After his meeting with Trump, North Korean leader Kim Jong-un declared that he was ready to negotiate denuclearisation of the Korean Peninsula, provided the US ceases its hostility, and Pyongyang's security concerns are properly addressed. This has led to a thaw.

Israel remains a threat not only to the Arab world and Iran, but has also openly engaged in nuclear threats against Pakistan as well.

Modernisation of nuclear arsenals would only aggravate tensions in all these areas, some of which are already facing military conflict.

VI Pandemic exposed the reality

The total military expenditure by all countries in the world in 2019 was around $2 trillion. But most of the countries are not ready to spend enough money to provide personal protective equipment (PPE) to health workers as per the WHO norms. This perverse reality has been brought into sharp relief by the ongoing COVID-19 pandemic.
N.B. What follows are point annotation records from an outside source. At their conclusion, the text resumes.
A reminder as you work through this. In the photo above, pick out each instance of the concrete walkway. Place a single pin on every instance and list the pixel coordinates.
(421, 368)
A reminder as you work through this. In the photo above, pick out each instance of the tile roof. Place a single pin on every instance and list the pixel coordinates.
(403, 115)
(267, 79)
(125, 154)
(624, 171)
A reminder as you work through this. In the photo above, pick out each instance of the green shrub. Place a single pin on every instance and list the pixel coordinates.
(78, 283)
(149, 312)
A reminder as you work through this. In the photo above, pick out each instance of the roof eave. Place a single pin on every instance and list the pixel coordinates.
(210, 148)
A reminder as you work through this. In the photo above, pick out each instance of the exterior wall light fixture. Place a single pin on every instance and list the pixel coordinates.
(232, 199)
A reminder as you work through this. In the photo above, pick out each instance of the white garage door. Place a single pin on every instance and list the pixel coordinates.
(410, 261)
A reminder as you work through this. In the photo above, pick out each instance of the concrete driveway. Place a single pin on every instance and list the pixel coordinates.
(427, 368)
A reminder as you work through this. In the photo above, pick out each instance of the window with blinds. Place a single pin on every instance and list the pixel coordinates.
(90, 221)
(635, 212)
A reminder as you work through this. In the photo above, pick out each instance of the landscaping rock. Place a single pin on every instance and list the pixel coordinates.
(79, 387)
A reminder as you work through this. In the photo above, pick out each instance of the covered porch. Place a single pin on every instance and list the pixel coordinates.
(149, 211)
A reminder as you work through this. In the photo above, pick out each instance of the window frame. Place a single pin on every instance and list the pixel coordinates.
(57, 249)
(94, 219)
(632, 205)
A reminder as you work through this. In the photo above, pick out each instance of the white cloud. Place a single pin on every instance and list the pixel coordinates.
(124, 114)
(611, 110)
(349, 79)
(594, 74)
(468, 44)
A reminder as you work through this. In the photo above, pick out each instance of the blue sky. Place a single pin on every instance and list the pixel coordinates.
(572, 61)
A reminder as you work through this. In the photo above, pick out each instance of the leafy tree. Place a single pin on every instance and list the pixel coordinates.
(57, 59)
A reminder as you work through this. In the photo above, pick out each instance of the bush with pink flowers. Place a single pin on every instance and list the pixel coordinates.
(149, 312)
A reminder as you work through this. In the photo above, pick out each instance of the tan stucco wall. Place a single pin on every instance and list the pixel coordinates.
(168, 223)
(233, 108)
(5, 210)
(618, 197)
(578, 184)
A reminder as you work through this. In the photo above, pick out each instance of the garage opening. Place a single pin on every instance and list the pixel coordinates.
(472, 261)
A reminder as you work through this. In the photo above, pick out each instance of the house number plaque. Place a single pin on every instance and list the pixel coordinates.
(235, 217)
The pathetic failure of even the developed countries in providing adequate safeguards and relief to the people in the time of a pandemic has reinforced calls for deep cuts in military spending and spurred discussions on the vision for a post-COVID-19 world without nuclear weapons. Hopefully, this compendium offering rich information on this modernisation programme would be of help to social movements across the world that are intent on challenging this new nuclear build-up.

On July 7, 2017, the UN General Assembly passed the Treaty on Prohibition of Nuclear Weapons. It was the first binding treaty to pave the way for gradual elimination of nuclear weapons. Till May 17, 2020, 81 countries have signed or ratified it, but that included none of the nuclear weapon states. Hopefully, in a world that has just endured the trauma of a pandemic, pressure would mount on them to sign the treaty and start negotiations for scaling down their nuclear arsenals, aimed at their ultimate elimination.

The author has been engaged in labour studies for the last three decades and is currently focused on developing new media communication skills among tech workers.